Lucky You ! ..no really, lucky you. It's about time you saw the light.
Power or sail, it makes no difference Diesel is the only way to go (slight prejudice showing)...... ok... not so slight.

As a marine surveyor I often deal with people buying their first diesel boat and many are a little apprehensive as they have never even seen a diesel up close. Here's the good news . There is no more simple combustion engine anywhere. Given clean fuel, clean air, clean oil and run with some basic knowledge of how to treat them and they will last a long long time. We had 20,000hrs on our Perkins HT6-354 when we rebuilt her and she could have gone much longer but with an impending trip south and a tiny bit of slap on one piston we decided to play it safe.

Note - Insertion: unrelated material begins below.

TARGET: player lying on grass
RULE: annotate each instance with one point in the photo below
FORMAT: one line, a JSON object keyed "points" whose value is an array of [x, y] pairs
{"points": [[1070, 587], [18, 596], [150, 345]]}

The bad news . If you do not treat them right, a rebuild will cost a heck of a lot more than a gasoline engine, in fact in many cases you could buy a new gas engine for what it costs to make reparations to the diesel gods. The big newer diesels with all the computerized controls are a different matter but if you can afford a boat with these then you can afford the techie to come down and plug in his computer and tell you whats wrong so don't waste your time reading this.

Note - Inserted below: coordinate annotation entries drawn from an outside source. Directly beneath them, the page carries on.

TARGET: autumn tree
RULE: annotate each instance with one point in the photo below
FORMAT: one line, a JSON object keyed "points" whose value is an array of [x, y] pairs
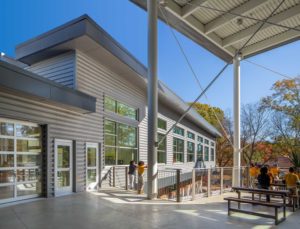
{"points": [[285, 104], [216, 117]]}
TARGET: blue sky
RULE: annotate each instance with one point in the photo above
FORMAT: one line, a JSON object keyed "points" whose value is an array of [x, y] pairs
{"points": [[22, 20]]}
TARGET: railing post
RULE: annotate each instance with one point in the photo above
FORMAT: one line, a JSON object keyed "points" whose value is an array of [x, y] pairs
{"points": [[178, 198], [114, 176], [208, 182], [126, 178], [193, 183], [222, 180]]}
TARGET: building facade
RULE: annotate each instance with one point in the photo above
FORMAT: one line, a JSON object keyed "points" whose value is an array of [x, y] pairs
{"points": [[73, 103]]}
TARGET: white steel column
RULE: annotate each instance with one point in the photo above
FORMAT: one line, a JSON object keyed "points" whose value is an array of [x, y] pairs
{"points": [[152, 99], [237, 131]]}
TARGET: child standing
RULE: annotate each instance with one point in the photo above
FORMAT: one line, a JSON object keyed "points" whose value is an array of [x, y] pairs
{"points": [[264, 180], [141, 170], [131, 174]]}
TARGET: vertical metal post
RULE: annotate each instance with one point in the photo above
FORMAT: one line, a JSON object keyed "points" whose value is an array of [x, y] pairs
{"points": [[237, 139], [208, 182], [178, 198], [114, 176], [126, 178], [152, 99], [193, 184], [222, 180]]}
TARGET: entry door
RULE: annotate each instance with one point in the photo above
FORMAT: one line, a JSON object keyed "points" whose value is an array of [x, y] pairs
{"points": [[92, 158], [63, 167]]}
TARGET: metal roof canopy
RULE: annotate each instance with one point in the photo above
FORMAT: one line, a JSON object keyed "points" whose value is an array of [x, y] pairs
{"points": [[222, 27]]}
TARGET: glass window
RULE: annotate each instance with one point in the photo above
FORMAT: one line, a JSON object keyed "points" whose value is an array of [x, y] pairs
{"points": [[178, 130], [161, 150], [191, 135], [161, 124], [91, 157], [120, 143], [33, 146], [6, 129], [178, 150], [28, 131], [6, 160], [212, 154], [200, 139], [200, 152], [6, 145], [120, 108], [110, 104], [206, 153], [190, 151]]}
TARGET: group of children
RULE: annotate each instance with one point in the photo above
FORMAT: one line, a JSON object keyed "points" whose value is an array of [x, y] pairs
{"points": [[265, 176], [140, 167]]}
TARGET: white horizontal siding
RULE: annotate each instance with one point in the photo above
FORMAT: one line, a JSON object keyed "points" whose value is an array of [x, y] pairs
{"points": [[60, 69]]}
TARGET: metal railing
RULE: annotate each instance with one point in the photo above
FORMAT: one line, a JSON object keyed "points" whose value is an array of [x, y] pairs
{"points": [[177, 184]]}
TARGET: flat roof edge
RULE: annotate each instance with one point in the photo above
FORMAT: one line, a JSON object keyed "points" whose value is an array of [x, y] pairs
{"points": [[25, 82]]}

I am not going to turn this into a technical treatise as I don't have the patience to do that justice.

This is simply a heads up for newbies. For more detailed information I highly recommend you purchase Nigel Calders' "Diesel Marine Engines" from International Marine Publishing Company even though he says algae forms in diesel fuel which is quite simply not true. If you are in the Toronto area Humber College runs an excellent evening diesel course over the winter months taught by James Khudoo, a superb teacher certified by ABYC® as a marine mechanic and marine electrician. Some models do suffer from various eccentricities but for the most part they are pretty much the same, if you can maintain one, you can maintain them all. For information on specific brands or models, Google up the brand and "forum". Almost all brands have a forum on the internet.

Photo #1
Can of Quickstart, no, no, no !

Photo #2
Filthy fuel filter, no, no, no !

Photo # 3
Air in filter, no, no, no !

Photo # 4
Disintegrating insulation

Photo # 5
Where's the coolant ?

Photo # 6
Overheated raw water pump

Photo # 7
Neoprene impeller in pump above

Photo # 8
40 year old Clean engine, yes, yes, yes !
How They Work - Diesels run close to twice the compression of gas engines, that's why spark plugs, coils, points and distributors are not needed. Hit the key and the piston pushes up the cylinder compressing the air that's already in there. This high compression superheats the air and at this point diesel is injected into the cylinder and the high temperature causes it to ignite. Diesels need a lot more air than gasoline engines so compartment ventilation is critical. Diesel does not explode like gasoline but does a more controlled, slower burn and this is why they produce so much more torque much like the controlled burn of us middle aged guys versus the spontaneous combustion of an eighteen year old.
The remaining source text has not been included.